PLUS            "\+"

%%

[ \t\n]
[0-9]+[a-zA-Z]+[a-zA-Z0-9]* {printf("Eroare - identificator incepe cu cifra %s \n", yytext);}



read        {addFIP(19,-1,fip);printf("%s\n", yytext);}
write       {addFIP(20,-1,fip);printf("%s\n", yytext);}
then        {addFIP(21,-1,fip);printf("%s\n", yytext);}
variabiles   {addFIP(22,-1,fip);printf("%s\n", yytext);}

"="        {addFIP(200,-1,fip);printf("%s\n", yytext);}
\(         {addFIP(101,-1,fip);printf("%s\n", yytext);}
\)         {addFIP(102,-1,fip);printf("%s\n", yytext);}
\;         {addFIP(103,-1,fip);printf("%s\n", yytext);}   
\,         {addFIP(104,-1,fip);printf("%s\n", yytext);}
\.         {addFIP(105,-1,fip);printf("%s\n", yytext);}
\:         {addFIP(106,-1,fip);printf("%s\n", yytext);}    

"+"     {addFIP(300,-1,fip);printf("%s", yytext);}
\-      {addFIP(301,-1,fip);printf("%s", yytext);}

integer     {addFIP(29,-1,fip);printf("%s", yytext);}
real        {addFIP(30,-1,fip);printf("%s", yytext);}




{ID}    {addFIP(0,pozTS++,fip);printf("%s\n", yytext);}
{NR_BASE10} {
             addFIP(1,pozTS++,fip);
             printf("\n%d\n", 1);
        }
{NR_REAL}   {
            addFIP(1,pozTS++,fip);
            printf("\n%d\n", 1);
        }
"'"[^\n]"'" {
            addFIP(1,pozTS++,fip);
            printf("\n%d\n", 1);
        }
{SIR_CAR}   {addFIP(1,pozTS++,fip);printf("\n%d\n", 1);}



. printf("Error %s\n", yytext);

%%
void yyerror (char const *s) {
   fprintf (stderr, "%s\n", s);
 }



extern FILE *yyin;




main(int argc, char *argv[])
{
    yyin= fopen (argv[1] , "r");
    yylex();
    cout<<yytext;
    fclose(yyin);


}

I choose to print the yytext hoping that it will help me figure out where the problem is , but no luck

Also if it help i run it this way

flex specs.l
g++ lex.yy.c
a.exe test.txt

Solution

  • Your FIP structure only has room for 20 entries and addFIP doesn't check to see if it is full before adding a new one.

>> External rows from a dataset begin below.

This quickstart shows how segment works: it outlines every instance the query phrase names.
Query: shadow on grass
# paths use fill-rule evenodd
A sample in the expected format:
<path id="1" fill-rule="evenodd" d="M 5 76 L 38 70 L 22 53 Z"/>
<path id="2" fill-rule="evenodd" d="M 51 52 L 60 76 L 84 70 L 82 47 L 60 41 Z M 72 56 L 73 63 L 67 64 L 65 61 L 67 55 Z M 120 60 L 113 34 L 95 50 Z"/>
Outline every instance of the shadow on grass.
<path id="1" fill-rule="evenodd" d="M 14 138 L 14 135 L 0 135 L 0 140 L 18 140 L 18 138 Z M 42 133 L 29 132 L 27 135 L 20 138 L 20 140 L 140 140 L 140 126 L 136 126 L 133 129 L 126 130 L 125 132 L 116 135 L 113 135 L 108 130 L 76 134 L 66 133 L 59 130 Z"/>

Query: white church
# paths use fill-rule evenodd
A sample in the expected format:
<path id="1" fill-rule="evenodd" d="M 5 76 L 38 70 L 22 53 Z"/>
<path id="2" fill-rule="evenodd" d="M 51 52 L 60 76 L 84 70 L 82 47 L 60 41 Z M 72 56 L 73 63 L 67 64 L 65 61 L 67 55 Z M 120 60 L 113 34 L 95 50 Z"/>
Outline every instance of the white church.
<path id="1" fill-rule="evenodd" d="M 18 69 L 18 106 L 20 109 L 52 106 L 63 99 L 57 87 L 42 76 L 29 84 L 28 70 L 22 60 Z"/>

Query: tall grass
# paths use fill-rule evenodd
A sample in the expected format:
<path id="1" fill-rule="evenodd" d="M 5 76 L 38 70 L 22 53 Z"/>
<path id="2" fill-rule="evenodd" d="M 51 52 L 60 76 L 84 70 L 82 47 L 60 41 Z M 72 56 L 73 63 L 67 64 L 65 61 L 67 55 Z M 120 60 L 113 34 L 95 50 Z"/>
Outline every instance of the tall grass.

So after about 20 tokens you will start overwriting random memory.

    Since you are using C++, why don't you just use a std::vector? You can just emplace_back the tokens, and you don't even need to keep track of how many there are since std::vector takes care of all the bookkeeping.

    Having said that, there are very few reasons to create a vector of tokens. Usually you can just process the tokens one at a time.